Wabah Antoninus tengah memporak-porandakan seantero wilayahnya. Warga yang sakit biasanya mulai dengan flu lalu demam beserta diare. Kalau mereka bertahan selama dua minggu biasanya selamat. Namun, banyak yang tidak.
Kuburan penuh. Ketakutan merajalela. Ekonomi gempor. Bahkan di kota Roma sendiri 2000 orang tewas mengenaskan setiap hari.
Inilah wabah terburuk dalam sejarah Romawi yang akhirnya merenggut nyaris 10 juta jiwa dalam 15 tahun.
Lalu bagaimana sang Kaisar menghadapi dua “perang” ini sekaligus:
1. Dia mempercayai Galen, seorang dokter terbaik di zaman itu, untuk melakukan eksperimen apa pun untuk mencari tahu sumber penyakit. Dari Galen-lah kita tahu apa itu wabah Antoninus (kemungkinan besar cacar).
2. Pejabat dan jenderal tidak becus langsung distafkan. Pemilihan pejabat dan jenderal lebih kepada faktor merit ketimbang nasab atau duit.
3. Mengerem korupsi dengan audit pengeluaran dan pajak daerah. Kepala daerah lebih sulit “main” di zaman Marcus, karena ia sendiri hidup sederhana dan terkenal tidak korup. Korupsi di zaman Marcus turun drastis.
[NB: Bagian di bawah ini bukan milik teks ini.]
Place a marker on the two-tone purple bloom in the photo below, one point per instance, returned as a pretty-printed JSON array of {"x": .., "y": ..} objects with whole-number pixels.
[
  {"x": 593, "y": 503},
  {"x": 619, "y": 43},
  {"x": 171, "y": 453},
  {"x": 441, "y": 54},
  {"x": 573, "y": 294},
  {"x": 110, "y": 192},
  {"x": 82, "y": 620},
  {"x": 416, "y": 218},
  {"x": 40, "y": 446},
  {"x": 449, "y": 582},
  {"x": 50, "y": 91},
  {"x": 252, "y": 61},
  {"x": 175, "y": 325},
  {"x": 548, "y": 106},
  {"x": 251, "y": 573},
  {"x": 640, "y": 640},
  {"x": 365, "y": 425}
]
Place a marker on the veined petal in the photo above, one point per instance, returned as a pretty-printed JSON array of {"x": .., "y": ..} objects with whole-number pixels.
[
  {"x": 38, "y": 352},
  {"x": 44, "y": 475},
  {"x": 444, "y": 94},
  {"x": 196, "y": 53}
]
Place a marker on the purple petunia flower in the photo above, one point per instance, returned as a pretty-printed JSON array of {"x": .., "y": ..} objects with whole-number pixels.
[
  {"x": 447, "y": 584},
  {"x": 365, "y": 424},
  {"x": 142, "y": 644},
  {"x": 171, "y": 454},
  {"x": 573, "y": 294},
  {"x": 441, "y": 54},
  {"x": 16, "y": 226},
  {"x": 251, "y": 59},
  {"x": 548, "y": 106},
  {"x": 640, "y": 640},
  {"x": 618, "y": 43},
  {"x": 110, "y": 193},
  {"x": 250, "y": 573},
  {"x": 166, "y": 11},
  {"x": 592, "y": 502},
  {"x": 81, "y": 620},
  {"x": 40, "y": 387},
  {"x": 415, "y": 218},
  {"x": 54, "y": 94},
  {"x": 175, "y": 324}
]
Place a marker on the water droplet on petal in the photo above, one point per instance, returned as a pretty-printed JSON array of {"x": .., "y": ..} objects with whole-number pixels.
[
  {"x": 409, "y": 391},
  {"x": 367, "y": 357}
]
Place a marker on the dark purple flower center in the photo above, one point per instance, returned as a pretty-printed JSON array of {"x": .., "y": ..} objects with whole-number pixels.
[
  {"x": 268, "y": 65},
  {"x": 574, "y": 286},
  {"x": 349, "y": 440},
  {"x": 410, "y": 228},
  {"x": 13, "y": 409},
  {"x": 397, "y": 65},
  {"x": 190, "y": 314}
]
4. Kontrol pengeluaran negara hanya untuk hal esensial. Marcus bahkan menjual banyak aset, vila, perabotan, dan perhiasan milik negara yang tak perlu. Ia bahkan meminta istrinya untuk menjual perhiasan untuk diberikan ke kas negara.
5. Marcus memajaki ultra-rich (orang super kaya) yang vila mereka saja mereka lupa berapa jumlahnya.
6. Orang kaya atau miskin yang punya utang ke negara diberikan keringanan bahkan penghapusan utang. Bagi yang mau pinjam uang untuk modal usaha diberi bunga rendah.
7. Biaya penguburan dibiayai penuh oleh negara.
8. Marcus selalu tampil di tengah-tengah publik untuk menjelaskan apa yang sedang pemerintah lakukan.
Memang, Marcus tak sempurna. Ia juga membuat kebodohan seperti mengkambing-hitamkan umat Nasrani dan menuruti Aleksander asal Abonoteichus si nabi palsu.
Namun, dalam beberapa hal kebijakan, dia tepat sasaran. Mungkin saja bisa menjadi pelajaran bagi pemerintah mana pun di zaman now.
Singkat cerita, Marcus akhirnya sukses memenangkan “dua perangnya”, yaitu melawan wabah (walaupun dia akhirnya tewas di tahun terakhir wabah) dan serbuan suku-bangsa Jermanik.
Tak aneh bila Edward Gibbon, sang mahaguru sejarah Romawi, justru mencatat kepemimpinan Marcus dengan tinta emas. Padahal tantangan yang dihadapi sang Kaisar begitu dahsyat.
Gibbon bahkan mengklaim kepemimpinan Marcus sebagai “periode dalam sejarah dunia di mana kondisi umat manusia paling bahagia dan sejahtera.”
Not bad, Marcus. Not bad. Hail Caesar.